Before examining how system downtime can impact electronic design automation (EDA) workloads, we will first examine the broad design-for-failure principles.
Visualization
It is not enough to know what your systems look like with 100% uptime. You should also prepare for changes in the cloud environment that arise from downtime incidents. To prepare for failure, you must visualize real-time and future states.
Dependencies
Dependencies can change during an incident. If your essential tools go down, you must have a plan for how to move forward with minimal disruptions until those services come back online.

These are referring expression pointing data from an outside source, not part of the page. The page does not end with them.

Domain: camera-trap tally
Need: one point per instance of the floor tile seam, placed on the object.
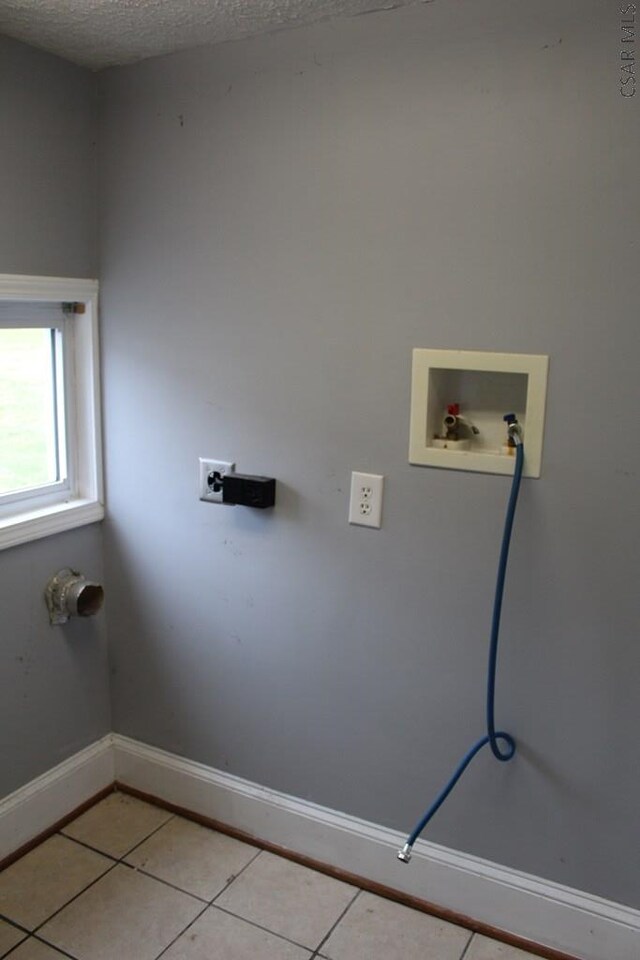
(338, 921)
(234, 878)
(174, 886)
(183, 931)
(14, 923)
(55, 913)
(60, 950)
(13, 949)
(166, 883)
(259, 926)
(149, 835)
(86, 846)
(111, 856)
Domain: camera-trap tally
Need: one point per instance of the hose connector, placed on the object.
(405, 853)
(514, 430)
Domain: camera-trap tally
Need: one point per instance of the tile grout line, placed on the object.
(258, 926)
(183, 931)
(55, 913)
(63, 953)
(316, 952)
(208, 903)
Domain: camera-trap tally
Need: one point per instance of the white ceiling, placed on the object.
(102, 33)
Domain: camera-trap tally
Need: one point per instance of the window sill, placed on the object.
(48, 520)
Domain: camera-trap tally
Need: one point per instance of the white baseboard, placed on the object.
(538, 910)
(34, 808)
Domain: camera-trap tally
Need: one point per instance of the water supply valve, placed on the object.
(457, 431)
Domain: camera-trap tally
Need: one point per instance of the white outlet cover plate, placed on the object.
(365, 503)
(207, 466)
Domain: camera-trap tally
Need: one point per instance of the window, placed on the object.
(50, 459)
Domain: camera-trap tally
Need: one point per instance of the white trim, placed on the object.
(85, 502)
(539, 910)
(35, 807)
(24, 287)
(427, 405)
(48, 520)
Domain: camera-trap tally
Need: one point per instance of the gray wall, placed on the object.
(283, 220)
(54, 686)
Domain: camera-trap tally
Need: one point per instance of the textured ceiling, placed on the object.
(101, 33)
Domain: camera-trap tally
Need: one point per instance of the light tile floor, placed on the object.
(129, 881)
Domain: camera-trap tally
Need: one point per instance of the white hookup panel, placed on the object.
(365, 505)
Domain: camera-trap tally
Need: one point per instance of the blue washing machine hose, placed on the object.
(502, 744)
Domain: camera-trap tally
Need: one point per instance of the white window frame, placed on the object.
(80, 500)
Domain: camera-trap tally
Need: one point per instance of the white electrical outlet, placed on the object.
(365, 505)
(211, 474)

To create an effective design-for-failure approach, you must understand the types of data that persist, where the data persists, and what replication methods are available. With visualization and documentation, you can determine how your organization will respond if your system's dependencies fail. By creating redundancy among your dependent components, you can prevent single points of failure from crippling or collapsing your system.
Resiliency
For your design-for-failure strategy, you should consider multi-regional cloud solutions. You can achieve a multi-regional solution by leveraging multiple cloud providers. AWS, Microsoft Azure, and Google Cloud all offer multi-cloud and hybrid service options. When designing for failure, your organization should strike the right balance between taking control and preparing for the worst.
Stakeholders
You should also include a variety of stakeholders in the design-for-failure planning process, including IT leadership, cloud architects, and application DevOps teams. You must also ensure stakeholders have input, access, and alignment in the failure planning process.
When an incident occurs, your teams may not be able to respond effectively unless they can collaborate. Uninformed stakeholders won’t be able to participate fully in the planning or response stages. You can use visuals to communicate downtime's potential and actual effects to a broader internal and external audience. Designing to fail allows you to role-play incident response and plan different scenarios while keeping stakeholders up to speed.